# Call out to LA/Orange co. CA riders- Parade ride, BBQ, More. Aug.4, La Habra



## jwm (Jun 23, 2012)

Here is a call out to CABE members in The Los Angeles/Orange County area, and particularly to the folks whom Mary and I see at each month's Cyclone Coasters ride. This is for a very  special day of riding, charity, food, and drink, and party. And the charity part will not cost anything. Neither will the food.
So here's the deal-
I have received an invitation to enter a group of bicycles in the City of La Habra Corn Festival parade which is held August 4, in the city of La Habra. The Corn Festival and parade is an old small town tradition in La Habra, and it draws a surprisingly big audience. We will be riding as the So Cal Rat Rod Ride, a group of custom, classic, and cruiser bicycle enthusiasts. Here's a chance to bring out the flagship bikes in your fleet, and show them off to an appreciative crowd.
Following the Corn Festival Parade we will take a short round about trip back through La Habra, and bring our bikes to the Park Regency Retirement Center where we will have a short reception and visit with the seniors who live there. Tentative plan will be to take some photos of the some of the residents with the very cool bikes. Mary and I did this last Easter. We rode the B-6, and the Starlet over there, and the bikes were a huge hit with the residents.
After that, we party.
Following the visit to Park Regency we'll cruise back to my place.
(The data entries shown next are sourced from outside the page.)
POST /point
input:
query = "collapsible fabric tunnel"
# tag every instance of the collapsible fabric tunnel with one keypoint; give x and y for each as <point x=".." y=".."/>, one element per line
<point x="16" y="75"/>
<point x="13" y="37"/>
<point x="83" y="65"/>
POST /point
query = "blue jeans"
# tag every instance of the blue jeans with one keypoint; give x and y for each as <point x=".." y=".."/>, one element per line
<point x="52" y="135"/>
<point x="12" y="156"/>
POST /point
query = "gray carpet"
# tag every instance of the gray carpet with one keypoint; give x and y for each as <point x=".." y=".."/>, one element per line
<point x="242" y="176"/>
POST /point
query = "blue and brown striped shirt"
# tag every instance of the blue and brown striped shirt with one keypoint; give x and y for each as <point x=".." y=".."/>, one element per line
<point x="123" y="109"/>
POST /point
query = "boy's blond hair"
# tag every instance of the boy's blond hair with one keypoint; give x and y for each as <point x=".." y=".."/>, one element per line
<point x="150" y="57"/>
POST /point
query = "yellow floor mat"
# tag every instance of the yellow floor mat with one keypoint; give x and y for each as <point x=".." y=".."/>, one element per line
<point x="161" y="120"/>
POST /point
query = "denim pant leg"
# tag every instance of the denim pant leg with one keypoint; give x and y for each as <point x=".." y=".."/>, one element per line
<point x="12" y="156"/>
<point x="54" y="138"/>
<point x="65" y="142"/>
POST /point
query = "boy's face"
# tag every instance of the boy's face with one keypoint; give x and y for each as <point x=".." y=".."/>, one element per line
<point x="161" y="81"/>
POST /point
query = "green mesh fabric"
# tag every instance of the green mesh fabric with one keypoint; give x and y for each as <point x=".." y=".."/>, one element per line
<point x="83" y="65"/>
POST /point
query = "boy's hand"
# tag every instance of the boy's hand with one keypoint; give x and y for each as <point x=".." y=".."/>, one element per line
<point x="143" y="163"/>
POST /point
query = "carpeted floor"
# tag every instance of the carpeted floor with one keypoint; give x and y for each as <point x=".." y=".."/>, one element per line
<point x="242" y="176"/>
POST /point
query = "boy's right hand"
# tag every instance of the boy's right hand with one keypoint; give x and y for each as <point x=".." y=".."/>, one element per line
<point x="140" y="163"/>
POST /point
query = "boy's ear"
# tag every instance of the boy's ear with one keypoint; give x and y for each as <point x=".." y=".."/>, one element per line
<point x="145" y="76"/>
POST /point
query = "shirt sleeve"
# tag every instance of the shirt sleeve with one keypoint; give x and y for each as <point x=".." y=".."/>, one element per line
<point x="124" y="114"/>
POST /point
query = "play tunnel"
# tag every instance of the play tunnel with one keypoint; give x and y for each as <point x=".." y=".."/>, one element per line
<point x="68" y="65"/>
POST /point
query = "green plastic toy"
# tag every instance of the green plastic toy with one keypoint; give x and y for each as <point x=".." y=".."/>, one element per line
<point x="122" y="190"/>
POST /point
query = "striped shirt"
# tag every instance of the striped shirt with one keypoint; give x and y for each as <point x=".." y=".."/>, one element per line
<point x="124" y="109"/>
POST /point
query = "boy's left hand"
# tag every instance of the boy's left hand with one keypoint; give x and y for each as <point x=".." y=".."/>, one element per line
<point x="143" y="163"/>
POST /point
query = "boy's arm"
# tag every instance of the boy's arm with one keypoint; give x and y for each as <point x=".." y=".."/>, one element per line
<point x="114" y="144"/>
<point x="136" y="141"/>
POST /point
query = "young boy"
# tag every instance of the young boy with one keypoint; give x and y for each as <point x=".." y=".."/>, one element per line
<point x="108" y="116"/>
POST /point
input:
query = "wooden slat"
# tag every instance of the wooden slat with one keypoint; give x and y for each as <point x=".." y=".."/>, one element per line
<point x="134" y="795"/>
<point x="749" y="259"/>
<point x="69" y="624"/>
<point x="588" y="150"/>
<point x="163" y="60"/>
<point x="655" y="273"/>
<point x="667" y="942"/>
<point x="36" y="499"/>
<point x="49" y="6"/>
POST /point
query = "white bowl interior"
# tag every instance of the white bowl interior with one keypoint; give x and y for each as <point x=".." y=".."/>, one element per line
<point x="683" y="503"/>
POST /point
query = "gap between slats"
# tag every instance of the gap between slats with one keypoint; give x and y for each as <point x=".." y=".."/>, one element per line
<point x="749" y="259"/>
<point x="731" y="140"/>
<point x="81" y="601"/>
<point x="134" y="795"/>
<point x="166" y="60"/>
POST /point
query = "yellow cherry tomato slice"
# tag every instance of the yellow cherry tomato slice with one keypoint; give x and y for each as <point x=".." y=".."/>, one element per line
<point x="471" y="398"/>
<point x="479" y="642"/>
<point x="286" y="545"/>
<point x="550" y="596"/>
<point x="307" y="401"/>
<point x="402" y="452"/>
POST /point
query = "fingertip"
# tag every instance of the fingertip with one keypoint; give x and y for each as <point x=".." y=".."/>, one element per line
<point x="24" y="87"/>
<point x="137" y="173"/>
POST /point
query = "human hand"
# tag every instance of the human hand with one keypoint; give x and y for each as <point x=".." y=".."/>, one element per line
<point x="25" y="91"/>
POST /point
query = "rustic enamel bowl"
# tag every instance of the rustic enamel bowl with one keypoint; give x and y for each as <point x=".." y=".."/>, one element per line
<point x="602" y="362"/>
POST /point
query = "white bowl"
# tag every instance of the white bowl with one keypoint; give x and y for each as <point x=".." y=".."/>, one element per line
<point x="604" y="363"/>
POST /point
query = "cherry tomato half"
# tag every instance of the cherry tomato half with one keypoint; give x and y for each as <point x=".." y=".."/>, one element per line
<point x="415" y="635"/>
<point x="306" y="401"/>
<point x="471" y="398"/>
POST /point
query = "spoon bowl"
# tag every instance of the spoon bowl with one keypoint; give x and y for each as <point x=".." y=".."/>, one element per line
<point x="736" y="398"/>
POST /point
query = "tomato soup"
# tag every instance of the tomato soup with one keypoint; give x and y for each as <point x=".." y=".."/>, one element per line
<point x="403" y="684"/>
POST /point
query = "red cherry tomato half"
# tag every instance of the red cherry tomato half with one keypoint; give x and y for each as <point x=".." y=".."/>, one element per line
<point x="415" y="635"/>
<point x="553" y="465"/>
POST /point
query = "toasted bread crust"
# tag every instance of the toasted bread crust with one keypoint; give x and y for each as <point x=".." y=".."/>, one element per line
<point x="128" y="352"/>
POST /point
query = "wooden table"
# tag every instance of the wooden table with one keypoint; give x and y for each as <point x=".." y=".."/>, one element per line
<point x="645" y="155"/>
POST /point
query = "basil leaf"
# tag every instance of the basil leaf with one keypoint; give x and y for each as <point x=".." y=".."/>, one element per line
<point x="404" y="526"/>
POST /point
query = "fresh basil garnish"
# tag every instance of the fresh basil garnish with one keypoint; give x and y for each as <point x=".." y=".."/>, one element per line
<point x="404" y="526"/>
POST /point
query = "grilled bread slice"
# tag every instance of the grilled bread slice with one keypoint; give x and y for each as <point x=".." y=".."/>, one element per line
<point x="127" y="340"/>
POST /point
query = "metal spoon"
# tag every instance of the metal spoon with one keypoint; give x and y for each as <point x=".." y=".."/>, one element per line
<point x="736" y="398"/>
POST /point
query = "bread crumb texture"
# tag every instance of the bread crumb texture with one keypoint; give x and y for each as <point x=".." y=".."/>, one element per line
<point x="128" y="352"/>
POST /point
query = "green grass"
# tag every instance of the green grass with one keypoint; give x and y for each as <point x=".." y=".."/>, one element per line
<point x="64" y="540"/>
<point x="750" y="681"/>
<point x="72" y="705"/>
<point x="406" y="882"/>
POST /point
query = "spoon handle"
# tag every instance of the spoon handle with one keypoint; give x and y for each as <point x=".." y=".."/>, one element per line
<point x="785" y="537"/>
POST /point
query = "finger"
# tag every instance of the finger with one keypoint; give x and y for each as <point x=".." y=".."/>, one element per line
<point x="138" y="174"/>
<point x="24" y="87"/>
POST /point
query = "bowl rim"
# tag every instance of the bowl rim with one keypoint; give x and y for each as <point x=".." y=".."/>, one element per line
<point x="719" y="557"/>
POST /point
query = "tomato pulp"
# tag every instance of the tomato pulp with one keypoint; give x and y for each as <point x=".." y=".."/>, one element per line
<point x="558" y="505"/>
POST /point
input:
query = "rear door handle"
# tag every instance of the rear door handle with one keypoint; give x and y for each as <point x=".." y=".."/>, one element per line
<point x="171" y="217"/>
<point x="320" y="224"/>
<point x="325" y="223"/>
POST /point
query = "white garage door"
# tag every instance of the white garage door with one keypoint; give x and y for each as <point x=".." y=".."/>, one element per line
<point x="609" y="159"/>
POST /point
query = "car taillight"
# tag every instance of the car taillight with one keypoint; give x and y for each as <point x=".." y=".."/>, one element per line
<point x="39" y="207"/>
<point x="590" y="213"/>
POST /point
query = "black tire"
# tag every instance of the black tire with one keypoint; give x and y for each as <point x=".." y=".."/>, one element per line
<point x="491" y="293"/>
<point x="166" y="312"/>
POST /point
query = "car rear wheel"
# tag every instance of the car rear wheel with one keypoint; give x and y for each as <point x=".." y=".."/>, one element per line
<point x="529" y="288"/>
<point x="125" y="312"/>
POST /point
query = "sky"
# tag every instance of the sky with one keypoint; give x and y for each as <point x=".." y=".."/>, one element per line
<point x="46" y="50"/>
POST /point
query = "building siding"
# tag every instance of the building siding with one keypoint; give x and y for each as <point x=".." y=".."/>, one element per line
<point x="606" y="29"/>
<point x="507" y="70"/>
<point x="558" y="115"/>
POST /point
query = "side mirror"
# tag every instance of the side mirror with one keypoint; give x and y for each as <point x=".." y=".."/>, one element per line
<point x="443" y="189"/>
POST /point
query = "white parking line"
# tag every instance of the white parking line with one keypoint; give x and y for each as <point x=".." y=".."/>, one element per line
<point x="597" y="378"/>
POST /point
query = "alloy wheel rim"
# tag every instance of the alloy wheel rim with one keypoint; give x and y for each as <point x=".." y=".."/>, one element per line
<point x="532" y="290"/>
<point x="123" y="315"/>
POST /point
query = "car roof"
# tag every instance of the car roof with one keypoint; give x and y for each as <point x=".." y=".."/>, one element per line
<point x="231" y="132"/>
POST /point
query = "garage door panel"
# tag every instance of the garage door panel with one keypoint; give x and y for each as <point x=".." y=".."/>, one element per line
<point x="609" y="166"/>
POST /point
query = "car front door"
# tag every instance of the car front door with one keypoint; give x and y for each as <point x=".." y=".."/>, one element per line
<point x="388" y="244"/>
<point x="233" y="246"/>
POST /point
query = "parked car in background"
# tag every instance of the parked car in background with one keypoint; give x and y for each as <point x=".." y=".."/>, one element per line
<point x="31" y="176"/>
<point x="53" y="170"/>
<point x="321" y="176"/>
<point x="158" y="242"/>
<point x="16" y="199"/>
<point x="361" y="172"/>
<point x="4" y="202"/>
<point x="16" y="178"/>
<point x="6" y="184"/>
We're celebrating August birthdays, bike rides, corn festivals, bigfoot sightings, the end of the world, and just about anything else we can think of as an excuse to eat too much, drink too much, turn up the record player way too loud, and generally annoy the neighbors until they come over and party, too. Anyone interested in riding this day can RSVP by replying to this thread, or sending me a PM. We can trade further notes via email.
Please come join us!
Thanks.

JWM

John MacLean


----------



## abe lugo (Jun 23, 2012)

*Hey John most likely in*

Ryan with the X1, told me about this Mel and I might be going.
Is there a time and place to meet? 
Parking situation?
Is there going to be some time available after the parade to see the actual corn festival? 
Should we bring anything for your party after?
Thanks


----------



## jwm (Jun 23, 2012)

I was hoping to hear from you, Abe. It's funny. It never occurred  to me to include, like- the Corn Festival in all this. Maybe because I'm too old for carnival rides. Besides- I think they still use the same Hammer ride that I got on back in 1964.:eek: But no plans have been set in stone yet, and it would be remiss not to include some time at the park in the itinerary. They do have good corn. Parking will be no problem. I live just a couple miles from where the parade stages, and there's plenty of parking around here. I figure we'll start here at my place, and cruise down to the staging area. The parade starts at 9:30 AM, so it would mean a fairly early meet up time- 7:00, give or take. We'll have coffee. Party plans are also still in the works, but as with most outdoor summer cookouts, if you bring a bag of chips it will get eaten. We'll get the details tied down. Mostly, at this point, I want to get a rough idea of how many people are interested, so I can put a number on the parade application. I'll probably need to come up with a run of T-shirts for the ride, as well. As I said, we'll have everything nailed down in due time.

John M


----------



## jwm (Jul 10, 2012)

Hi folks- Just bumping this thread with a link to the facebook page. I just started the FB thang, and a friend created the event page. Here's the link with all the latest info:

http://www.facebook.com/events/292770597487362/

John M


----------



## jwm (Jul 17, 2012)

Bumping the thread here-
Hey, I can do shameless plugs.
Once again, I'd like to extend the invitation to any riders here in the Southland.
Details at this point:

The parade app has been accepted. We're in.
I've ordered T-shirts for the ride. So Cal Rat Rod Ride shirt complimentary (as in free) for parade riders.
Meet up will be at my house. I'll send all details to those who RSVP
After parade reception  is a go.
Finances are good for a change, so we'll have both potato, and corn chips at the party, and I've got a giant bottle of diet pineapple soda left over from July 4, so we're gonna' party like it's 1999- we're just that hip, too.

JWM


----------